The night before the Castile video posted, Ms. Bandele had to watch the recording of a police officer in Baton Rouge, La., shooting Alton Sterlingas he lay pinned to the ground. But the back-to-back videos, after what has felt like a constant cycle of videos of police killings of black Americans, proved too much.
“It was just a breaking. I have spoken to people who are broken, and they just can’t take any more,” Ms. Bandele said. “Those images visit me at night. The impact is emotional and it is physical.”

Instead, she rushed upstairs to try to take the phones of her two teenage daughters before they could watch the video. But her oldest, Naima, 17, met her on the stairs, distraught, her eyes filled with tears. Ms. Bandele had to take off from work Friday to comfort her girls, to help them deal with the pain they were feeling.
Ms. Berry, the teacher in Iowa, said she worked hard to raise her two boys, Dallas, 15, and Amari, 11, to make a good impression. Square your shoulders, she has always told them, look people in the eyes when they talk to you, and stand up for what is right. But that advice comes with a painful exception: Do none of these things if stopped by the police.

“That is the hurting part,” said Ms. Berry, 37. “Because that is the part that Dallas doesn’t quite get. ‘Why are you telling me to comply if I am not doing anything wrong?’ I am trying to teach them to be men and stand up for themselves, but at the same time I am telling them to back down and not be who they are.”

This past week has only made that tightrope walk all the more difficult, trying to balance protecting her children’s innocence with preparing them for what feels like an eventuality.
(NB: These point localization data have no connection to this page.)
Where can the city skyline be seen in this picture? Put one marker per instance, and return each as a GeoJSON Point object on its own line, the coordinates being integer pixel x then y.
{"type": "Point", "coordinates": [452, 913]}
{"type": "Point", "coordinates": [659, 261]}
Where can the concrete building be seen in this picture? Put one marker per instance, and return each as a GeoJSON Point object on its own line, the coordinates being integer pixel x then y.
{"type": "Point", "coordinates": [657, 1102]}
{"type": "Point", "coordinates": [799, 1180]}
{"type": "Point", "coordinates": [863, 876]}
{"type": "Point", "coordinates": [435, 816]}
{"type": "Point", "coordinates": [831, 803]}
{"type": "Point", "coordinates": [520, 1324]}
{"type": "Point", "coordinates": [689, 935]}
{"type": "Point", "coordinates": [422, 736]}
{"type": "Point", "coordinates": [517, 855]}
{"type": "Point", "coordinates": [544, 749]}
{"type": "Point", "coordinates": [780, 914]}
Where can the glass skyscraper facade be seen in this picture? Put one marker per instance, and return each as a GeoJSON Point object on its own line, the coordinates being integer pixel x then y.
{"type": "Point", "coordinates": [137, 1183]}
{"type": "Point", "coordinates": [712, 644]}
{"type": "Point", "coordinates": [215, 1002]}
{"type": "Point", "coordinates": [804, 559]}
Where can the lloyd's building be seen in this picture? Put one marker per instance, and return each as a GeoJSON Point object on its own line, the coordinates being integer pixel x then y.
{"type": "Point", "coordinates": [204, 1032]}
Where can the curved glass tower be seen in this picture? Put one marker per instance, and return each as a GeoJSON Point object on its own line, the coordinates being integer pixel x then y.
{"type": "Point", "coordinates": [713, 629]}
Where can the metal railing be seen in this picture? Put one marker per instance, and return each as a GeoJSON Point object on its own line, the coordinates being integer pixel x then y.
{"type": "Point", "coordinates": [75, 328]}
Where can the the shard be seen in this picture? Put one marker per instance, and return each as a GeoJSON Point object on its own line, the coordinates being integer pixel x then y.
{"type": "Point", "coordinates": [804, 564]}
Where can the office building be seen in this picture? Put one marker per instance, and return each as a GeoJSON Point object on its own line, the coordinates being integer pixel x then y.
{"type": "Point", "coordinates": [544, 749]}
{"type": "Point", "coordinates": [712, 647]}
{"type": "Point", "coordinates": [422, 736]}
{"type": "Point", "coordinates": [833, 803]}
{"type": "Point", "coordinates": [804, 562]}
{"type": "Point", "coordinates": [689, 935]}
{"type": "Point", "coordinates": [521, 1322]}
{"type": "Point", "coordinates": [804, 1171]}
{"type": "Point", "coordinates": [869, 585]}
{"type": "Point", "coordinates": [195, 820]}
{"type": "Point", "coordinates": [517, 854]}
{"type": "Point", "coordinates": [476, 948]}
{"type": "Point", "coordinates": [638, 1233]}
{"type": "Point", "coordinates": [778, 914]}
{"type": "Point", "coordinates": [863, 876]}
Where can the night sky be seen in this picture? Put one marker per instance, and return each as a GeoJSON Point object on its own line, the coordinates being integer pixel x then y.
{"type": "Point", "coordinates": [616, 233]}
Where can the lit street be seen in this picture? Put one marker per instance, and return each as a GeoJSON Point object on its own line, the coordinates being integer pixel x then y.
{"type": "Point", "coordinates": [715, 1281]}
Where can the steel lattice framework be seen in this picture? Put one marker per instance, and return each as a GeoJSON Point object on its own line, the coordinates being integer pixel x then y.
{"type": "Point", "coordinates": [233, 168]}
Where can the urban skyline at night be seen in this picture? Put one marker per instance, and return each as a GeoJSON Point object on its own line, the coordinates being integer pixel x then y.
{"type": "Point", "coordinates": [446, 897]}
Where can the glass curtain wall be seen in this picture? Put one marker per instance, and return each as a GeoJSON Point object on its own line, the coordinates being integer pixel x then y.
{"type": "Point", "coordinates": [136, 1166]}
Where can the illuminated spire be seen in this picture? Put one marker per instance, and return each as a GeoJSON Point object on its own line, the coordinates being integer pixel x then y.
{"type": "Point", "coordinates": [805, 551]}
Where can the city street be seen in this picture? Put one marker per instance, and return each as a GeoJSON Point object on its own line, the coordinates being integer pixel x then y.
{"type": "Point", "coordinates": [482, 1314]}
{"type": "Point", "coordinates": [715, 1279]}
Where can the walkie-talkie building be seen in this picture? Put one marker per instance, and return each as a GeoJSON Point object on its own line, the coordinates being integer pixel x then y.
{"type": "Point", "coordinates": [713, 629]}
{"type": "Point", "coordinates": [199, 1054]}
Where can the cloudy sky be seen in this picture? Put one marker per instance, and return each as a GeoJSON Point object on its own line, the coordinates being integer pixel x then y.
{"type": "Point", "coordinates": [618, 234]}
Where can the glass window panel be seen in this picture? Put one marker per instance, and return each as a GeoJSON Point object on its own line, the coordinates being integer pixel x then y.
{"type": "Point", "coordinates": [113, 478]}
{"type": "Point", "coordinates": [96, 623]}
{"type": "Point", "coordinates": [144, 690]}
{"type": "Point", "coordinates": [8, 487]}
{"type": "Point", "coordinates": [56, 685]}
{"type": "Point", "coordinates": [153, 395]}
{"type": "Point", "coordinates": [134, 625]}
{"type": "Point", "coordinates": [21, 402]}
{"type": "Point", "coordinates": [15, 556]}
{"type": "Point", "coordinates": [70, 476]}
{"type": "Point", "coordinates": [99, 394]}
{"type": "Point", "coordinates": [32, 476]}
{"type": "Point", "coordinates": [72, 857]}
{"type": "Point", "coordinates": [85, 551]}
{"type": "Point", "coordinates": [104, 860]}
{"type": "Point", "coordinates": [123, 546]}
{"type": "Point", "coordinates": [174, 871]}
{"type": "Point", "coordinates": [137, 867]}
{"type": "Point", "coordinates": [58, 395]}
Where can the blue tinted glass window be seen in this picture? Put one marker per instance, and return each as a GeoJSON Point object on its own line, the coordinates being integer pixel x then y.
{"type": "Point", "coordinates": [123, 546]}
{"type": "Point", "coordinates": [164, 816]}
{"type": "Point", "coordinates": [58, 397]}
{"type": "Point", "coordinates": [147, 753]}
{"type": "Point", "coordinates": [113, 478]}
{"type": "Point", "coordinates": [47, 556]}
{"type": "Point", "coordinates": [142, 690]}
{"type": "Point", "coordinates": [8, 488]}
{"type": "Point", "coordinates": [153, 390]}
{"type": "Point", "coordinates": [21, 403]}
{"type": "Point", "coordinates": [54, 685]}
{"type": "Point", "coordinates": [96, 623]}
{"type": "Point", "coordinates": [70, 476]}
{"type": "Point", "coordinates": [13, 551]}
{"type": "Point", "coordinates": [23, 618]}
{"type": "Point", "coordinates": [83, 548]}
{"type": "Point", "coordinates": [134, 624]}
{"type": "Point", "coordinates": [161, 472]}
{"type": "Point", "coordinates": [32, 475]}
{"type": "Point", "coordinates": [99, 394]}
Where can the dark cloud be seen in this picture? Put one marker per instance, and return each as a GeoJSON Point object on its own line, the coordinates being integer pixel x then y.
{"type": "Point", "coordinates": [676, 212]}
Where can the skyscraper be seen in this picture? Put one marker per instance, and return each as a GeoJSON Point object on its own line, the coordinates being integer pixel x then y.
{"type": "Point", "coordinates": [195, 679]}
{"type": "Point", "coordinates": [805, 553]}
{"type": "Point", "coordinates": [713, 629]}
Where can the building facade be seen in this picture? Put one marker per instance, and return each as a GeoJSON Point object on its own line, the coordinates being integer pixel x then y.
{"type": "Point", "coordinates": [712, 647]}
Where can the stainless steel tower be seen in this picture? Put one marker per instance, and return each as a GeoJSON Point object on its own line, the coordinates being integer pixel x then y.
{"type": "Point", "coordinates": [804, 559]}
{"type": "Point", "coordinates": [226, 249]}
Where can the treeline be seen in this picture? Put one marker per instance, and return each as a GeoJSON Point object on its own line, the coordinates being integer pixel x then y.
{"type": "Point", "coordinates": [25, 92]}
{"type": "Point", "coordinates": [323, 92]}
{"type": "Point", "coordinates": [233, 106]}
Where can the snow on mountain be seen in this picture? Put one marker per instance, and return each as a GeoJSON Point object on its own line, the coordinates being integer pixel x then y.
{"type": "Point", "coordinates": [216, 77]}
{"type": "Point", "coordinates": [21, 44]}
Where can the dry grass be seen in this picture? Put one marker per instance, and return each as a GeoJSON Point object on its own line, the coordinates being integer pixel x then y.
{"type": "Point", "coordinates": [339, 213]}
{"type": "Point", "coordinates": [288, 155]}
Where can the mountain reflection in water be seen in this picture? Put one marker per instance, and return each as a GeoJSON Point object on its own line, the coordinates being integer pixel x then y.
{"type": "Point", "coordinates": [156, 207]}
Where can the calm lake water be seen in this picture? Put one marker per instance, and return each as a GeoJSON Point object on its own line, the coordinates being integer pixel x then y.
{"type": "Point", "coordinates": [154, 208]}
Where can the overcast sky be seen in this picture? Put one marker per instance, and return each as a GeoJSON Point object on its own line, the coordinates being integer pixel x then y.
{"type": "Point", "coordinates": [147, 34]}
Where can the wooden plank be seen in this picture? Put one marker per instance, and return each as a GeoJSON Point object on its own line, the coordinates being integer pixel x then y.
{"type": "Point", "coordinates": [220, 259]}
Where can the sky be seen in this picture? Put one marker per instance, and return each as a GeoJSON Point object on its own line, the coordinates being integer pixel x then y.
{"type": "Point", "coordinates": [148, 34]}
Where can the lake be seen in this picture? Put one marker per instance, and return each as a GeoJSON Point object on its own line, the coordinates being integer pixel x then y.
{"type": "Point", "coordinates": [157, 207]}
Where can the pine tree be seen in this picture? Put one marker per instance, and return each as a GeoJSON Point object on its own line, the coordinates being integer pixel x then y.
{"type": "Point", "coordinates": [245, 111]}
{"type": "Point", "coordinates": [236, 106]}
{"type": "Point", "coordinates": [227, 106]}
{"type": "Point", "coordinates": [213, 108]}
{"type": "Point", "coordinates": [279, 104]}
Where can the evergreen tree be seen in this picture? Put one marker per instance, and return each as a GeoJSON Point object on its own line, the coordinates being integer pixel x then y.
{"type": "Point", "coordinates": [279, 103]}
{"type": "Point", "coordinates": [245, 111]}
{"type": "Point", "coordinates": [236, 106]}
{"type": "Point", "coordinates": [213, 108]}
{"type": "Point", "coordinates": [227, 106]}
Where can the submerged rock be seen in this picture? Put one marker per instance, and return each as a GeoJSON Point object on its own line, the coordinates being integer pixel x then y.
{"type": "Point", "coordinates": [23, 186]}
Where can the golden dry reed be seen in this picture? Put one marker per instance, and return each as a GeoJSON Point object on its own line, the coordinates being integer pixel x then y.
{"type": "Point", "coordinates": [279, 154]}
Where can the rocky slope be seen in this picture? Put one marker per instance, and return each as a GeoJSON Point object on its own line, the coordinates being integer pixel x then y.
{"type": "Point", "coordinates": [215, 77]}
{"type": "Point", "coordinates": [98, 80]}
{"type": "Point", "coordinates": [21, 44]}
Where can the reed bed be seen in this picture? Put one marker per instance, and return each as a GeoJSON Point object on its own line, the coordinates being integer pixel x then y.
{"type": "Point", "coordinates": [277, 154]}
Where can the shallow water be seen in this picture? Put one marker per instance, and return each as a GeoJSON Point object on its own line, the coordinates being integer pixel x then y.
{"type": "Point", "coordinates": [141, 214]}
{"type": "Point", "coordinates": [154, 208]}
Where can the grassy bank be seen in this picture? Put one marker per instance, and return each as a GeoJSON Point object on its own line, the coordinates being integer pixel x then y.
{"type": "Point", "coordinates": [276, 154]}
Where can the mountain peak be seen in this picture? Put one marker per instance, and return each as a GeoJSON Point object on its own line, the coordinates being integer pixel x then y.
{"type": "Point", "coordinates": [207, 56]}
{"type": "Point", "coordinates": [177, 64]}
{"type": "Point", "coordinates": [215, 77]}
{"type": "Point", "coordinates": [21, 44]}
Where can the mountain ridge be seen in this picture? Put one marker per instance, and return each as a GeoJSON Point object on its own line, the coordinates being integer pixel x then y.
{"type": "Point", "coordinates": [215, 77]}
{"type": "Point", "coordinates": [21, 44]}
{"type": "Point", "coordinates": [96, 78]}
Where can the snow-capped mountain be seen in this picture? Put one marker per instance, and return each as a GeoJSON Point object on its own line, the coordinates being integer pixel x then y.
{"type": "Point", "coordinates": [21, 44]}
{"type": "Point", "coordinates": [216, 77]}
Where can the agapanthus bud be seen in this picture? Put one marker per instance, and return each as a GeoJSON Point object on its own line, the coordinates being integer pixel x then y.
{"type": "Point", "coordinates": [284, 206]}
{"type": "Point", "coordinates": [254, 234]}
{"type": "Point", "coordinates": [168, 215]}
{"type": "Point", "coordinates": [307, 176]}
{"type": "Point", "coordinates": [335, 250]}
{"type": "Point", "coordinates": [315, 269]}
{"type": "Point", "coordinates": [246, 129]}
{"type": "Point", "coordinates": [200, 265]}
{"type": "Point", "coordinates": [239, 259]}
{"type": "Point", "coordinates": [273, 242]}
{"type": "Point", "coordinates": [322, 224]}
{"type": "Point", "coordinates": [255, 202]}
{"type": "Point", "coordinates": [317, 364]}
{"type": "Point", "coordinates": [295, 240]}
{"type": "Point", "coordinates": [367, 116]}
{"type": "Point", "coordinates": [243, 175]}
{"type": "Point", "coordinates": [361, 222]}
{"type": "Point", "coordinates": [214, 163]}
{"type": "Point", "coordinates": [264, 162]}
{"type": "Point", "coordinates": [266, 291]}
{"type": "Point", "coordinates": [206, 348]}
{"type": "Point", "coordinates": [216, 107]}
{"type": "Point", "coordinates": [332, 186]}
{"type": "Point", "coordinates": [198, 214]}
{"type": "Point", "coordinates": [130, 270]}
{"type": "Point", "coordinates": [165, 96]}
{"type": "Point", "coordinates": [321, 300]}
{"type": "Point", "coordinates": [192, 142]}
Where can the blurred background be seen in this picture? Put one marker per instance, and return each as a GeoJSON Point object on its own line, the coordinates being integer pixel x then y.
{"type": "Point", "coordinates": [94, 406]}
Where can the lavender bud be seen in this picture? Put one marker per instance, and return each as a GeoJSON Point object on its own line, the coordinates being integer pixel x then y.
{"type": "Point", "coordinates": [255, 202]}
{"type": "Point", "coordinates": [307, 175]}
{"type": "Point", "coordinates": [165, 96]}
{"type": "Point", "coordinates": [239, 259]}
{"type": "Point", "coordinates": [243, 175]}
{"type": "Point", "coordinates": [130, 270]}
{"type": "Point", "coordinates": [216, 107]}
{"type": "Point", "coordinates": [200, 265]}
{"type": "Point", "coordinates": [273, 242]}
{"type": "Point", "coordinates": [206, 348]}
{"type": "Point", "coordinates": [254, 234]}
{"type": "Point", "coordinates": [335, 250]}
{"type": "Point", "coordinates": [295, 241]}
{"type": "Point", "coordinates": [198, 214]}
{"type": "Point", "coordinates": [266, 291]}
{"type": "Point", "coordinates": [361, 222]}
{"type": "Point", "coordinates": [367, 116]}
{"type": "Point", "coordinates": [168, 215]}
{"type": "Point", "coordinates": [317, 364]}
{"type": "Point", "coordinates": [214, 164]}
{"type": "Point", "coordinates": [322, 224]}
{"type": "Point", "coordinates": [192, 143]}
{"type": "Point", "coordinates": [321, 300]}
She sat down with her sons to watch the news coverage of the shootings and said she struggled with how to simultaneously caution her boys and comfort them.

Dallas is about to turn 16, that age when the chests of teenage boys swell with bravado, when they obtain that quintessential American rite of passage — the driver’s license.

“This is something we should be celebrating,” Ms. Berry said, “but I am terrified.”